Palmeiras tem o ‘trio criação’ e o desafio de acertar a defesa



Roger Machado tem grande desafio no Palmeiras (foto: Cesar Greco)

O Palmeiras venceu a concorrência e, mesmo já bem servido no setor, fechou a contratação do ótimo Gustavo Scarpa. A chegada do meia ex-Fluminense faz com que Roger Machado tenha à disposição em 2018 o “trio criação” das últimas temporadas no futebol brasileiro. Scarpa foi o jogador que mais passes deu para gols e finalizações nos Brasileiros de 2016 e 2017. Dudu e Lucas Lima vão completar a trinca na Academia de Futebol.

Os times de Roger costumam gostar da bola e pressionar. Poder de criação não pode faltar. Scarpa deu 12 assistências no ano passado e mais dez em 2016, somando 22 em dois campeonatos. Dudu deu 15, enquanto que Lucas Lima, o terceiro maior criador no período pelo Brasileirão, 9. O Palmeiras ainda tem Guerra, que oscilou demais em 2017, no seu elenco. Roger Machado terá a possibilidade de armar o Verdão com Lucas Lima mais centralizado, Scarpa e Dudu mais abertos. Caberá a Borja o papel principal de colocar a bola para dentro num grupo que tem ainda as boas opções ofensivas com Keno e Willian.

É inquestionável que o Palmeiras, financeiramente saudável, mais uma vez foi bem no mercado, com seis contratações: Weverton, Marcos Rocha, Diogo Barbosa, Emerson Santos, Lucas Lima e Gustavo Scarpa. É difícil que o Verdão não tenha poder de fogo com as peças que tem – já foi o melhor ataque do Brasileirão, com 61 gols. A dúvida está no sistema defensivo, o mais vazado (45 gols) entre os seis primeiros da competição.

Roger terá laterais bem ofensivos, casos de Rocha e Barbosa. Felipe Melo e Tchê Tchê formarão uma dupla de volantes ideal? Será possível encaixar Melo e Moisés, com pouca velocidade, juntos no meio? Qual será a dupla de zaga? Peças não faltam na defesa, mas todas começam 2018 deixando a torcida com a pulga atrás da orelha. Dracena, com saldo bem positivo em seus dois anos de Palmeiras, fará 37 anos em maio. Luan e Juninho foram contratações decepcionantes, mas merecem novas chances depois de um ano em que não houve um modelo de jogo devidamente implantado na Academia, o que expôs demais a defesa. Emerson Santos é uma aposta e Thiago Martins volta depois de uma grave lesão e um empréstimo ao Bahia. Antônio Carlos jogou muito pouco até agora e começa o ano bem avaliado. Pedrão, promovido da base, é o outro zagueiro do elenco e não deve ter espaço nesta temporada.

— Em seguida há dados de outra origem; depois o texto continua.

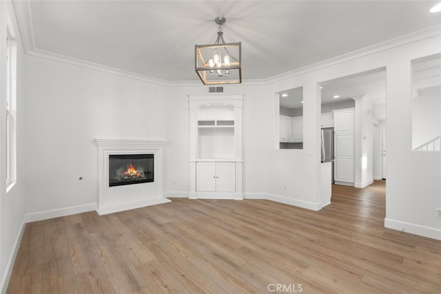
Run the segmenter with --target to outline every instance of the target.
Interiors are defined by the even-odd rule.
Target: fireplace
[[[170,202],[163,193],[165,141],[94,139],[94,143],[98,148],[98,214]]]
[[[154,167],[154,154],[109,155],[109,187],[153,182]]]

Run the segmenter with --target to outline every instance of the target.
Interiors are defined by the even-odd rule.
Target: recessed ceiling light
[[[430,10],[430,12],[432,13],[439,12],[441,11],[441,3],[436,4],[435,6],[432,7]]]

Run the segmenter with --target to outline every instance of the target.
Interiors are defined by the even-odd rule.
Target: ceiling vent
[[[223,87],[209,87],[209,93],[223,93]]]

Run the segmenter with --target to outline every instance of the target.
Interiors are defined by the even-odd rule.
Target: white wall
[[[393,50],[387,61],[387,227],[441,240],[441,152],[412,151],[411,61],[438,53],[441,38]]]
[[[39,57],[26,63],[26,213],[32,220],[92,209],[92,140],[165,140],[165,88]]]
[[[441,136],[441,86],[422,90],[412,100],[412,148]]]
[[[4,180],[0,180],[0,293],[4,293],[12,269],[14,256],[18,249],[25,214],[25,114],[23,87],[25,58],[12,6],[0,1],[0,178],[6,178],[6,13],[17,40],[17,183],[6,193]]]

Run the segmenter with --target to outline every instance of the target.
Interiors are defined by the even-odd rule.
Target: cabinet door
[[[196,165],[196,189],[198,192],[216,191],[216,164],[214,162],[198,162]]]
[[[303,141],[303,116],[292,118],[292,127],[294,141]]]
[[[280,116],[280,142],[292,140],[292,119],[290,116]]]
[[[216,180],[218,192],[235,192],[236,163],[216,162]]]

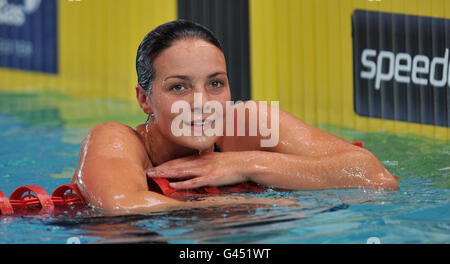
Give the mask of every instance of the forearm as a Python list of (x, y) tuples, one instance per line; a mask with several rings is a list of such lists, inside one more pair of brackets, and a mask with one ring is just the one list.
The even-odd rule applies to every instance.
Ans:
[(383, 188), (397, 182), (366, 150), (324, 156), (297, 156), (257, 151), (250, 154), (245, 173), (249, 180), (289, 189)]

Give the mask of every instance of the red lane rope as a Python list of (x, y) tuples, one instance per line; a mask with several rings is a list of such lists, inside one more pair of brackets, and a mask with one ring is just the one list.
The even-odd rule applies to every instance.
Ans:
[[(363, 147), (362, 141), (352, 143)], [(400, 176), (394, 176), (400, 178)], [(193, 190), (175, 190), (170, 187), (168, 179), (147, 178), (149, 190), (183, 199), (191, 196), (203, 196), (208, 194), (226, 194), (233, 192), (261, 192), (265, 189), (263, 185), (244, 182), (240, 184), (222, 187), (202, 187)], [(80, 190), (75, 184), (64, 184), (56, 188), (52, 195), (37, 185), (20, 186), (11, 194), (6, 195), (0, 191), (0, 216), (21, 214), (53, 214), (56, 210), (67, 207), (85, 206), (86, 203), (81, 196)], [(75, 206), (75, 207), (74, 207)]]
[(84, 206), (85, 202), (75, 184), (64, 184), (50, 196), (37, 185), (20, 186), (9, 199), (0, 191), (0, 216), (22, 214), (53, 214), (56, 209)]

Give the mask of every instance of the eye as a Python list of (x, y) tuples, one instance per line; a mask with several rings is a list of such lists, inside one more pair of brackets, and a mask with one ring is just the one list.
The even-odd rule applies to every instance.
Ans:
[(212, 82), (211, 82), (211, 85), (212, 85), (213, 87), (215, 87), (215, 88), (220, 88), (220, 87), (223, 86), (223, 82), (221, 82), (221, 81), (212, 81)]
[(182, 84), (177, 84), (177, 85), (172, 86), (172, 88), (170, 88), (170, 89), (175, 92), (182, 92), (186, 88), (184, 88), (184, 86)]

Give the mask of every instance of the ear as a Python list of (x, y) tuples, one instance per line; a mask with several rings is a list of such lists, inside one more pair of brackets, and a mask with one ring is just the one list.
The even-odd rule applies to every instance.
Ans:
[(136, 85), (136, 99), (138, 100), (141, 109), (147, 115), (151, 115), (153, 113), (153, 107), (150, 98), (140, 84)]

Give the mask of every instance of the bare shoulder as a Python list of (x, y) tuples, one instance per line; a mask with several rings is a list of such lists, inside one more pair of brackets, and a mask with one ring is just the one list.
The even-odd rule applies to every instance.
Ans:
[[(245, 113), (245, 119), (236, 118), (239, 116), (239, 112)], [(263, 150), (315, 156), (356, 149), (349, 142), (307, 124), (277, 105), (249, 100), (233, 105), (226, 114), (235, 115), (235, 133), (232, 136), (226, 134), (217, 142), (220, 149), (224, 151)], [(258, 122), (255, 122), (257, 123), (256, 136), (249, 135), (249, 126), (252, 123), (252, 119), (258, 120)], [(261, 133), (261, 122), (265, 122), (266, 127), (266, 131), (263, 134)], [(236, 132), (239, 125), (245, 126), (245, 136), (237, 136)], [(226, 127), (226, 124), (224, 127)], [(267, 131), (268, 127), (270, 129)], [(274, 142), (272, 147), (262, 147), (262, 140), (267, 139), (271, 139)]]
[(139, 134), (133, 128), (118, 122), (103, 122), (96, 125), (86, 135), (83, 145), (90, 148), (93, 154), (101, 156), (132, 155), (131, 158), (147, 156)]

O ano passado já deixou uma clara lição ao Palmeiras: só contratar bem não basta. Faltou trabalho de comissão técnica e, ao menos no discurso, os dirigentes dizem que aprenderam com as pancadas de 2017. Roger Machado também é uma aposta e precisará de tempo para o que time tenha sua forma de jogar consolidada. E por melhor que seja um elenco, não existe obrigação de vitória num esporte em que muitas vezes fatos aleatórios decidem destinos como o futebol. A obrigação do Palmeiras é jogar um futebol de alto nível e disputar os títulos. Foi isso que faltou em 2017, mesmo com tanto investimento. E mesmo que tenha flertado com a disputa do Brasileirão na reta final, o Palmeiras não cumpriu sua obrigação na temporada que passou. Ter sido vice diz muito mais sobre a qualidade do elenco do que sobre o trabalho do departamento de futebol, repleto de falhas. Agora, é com Roger. Mas é também com Mauricio Galiotte e Alexandre Mattos. Gerir um ambiente com tantos talentos será fundamental.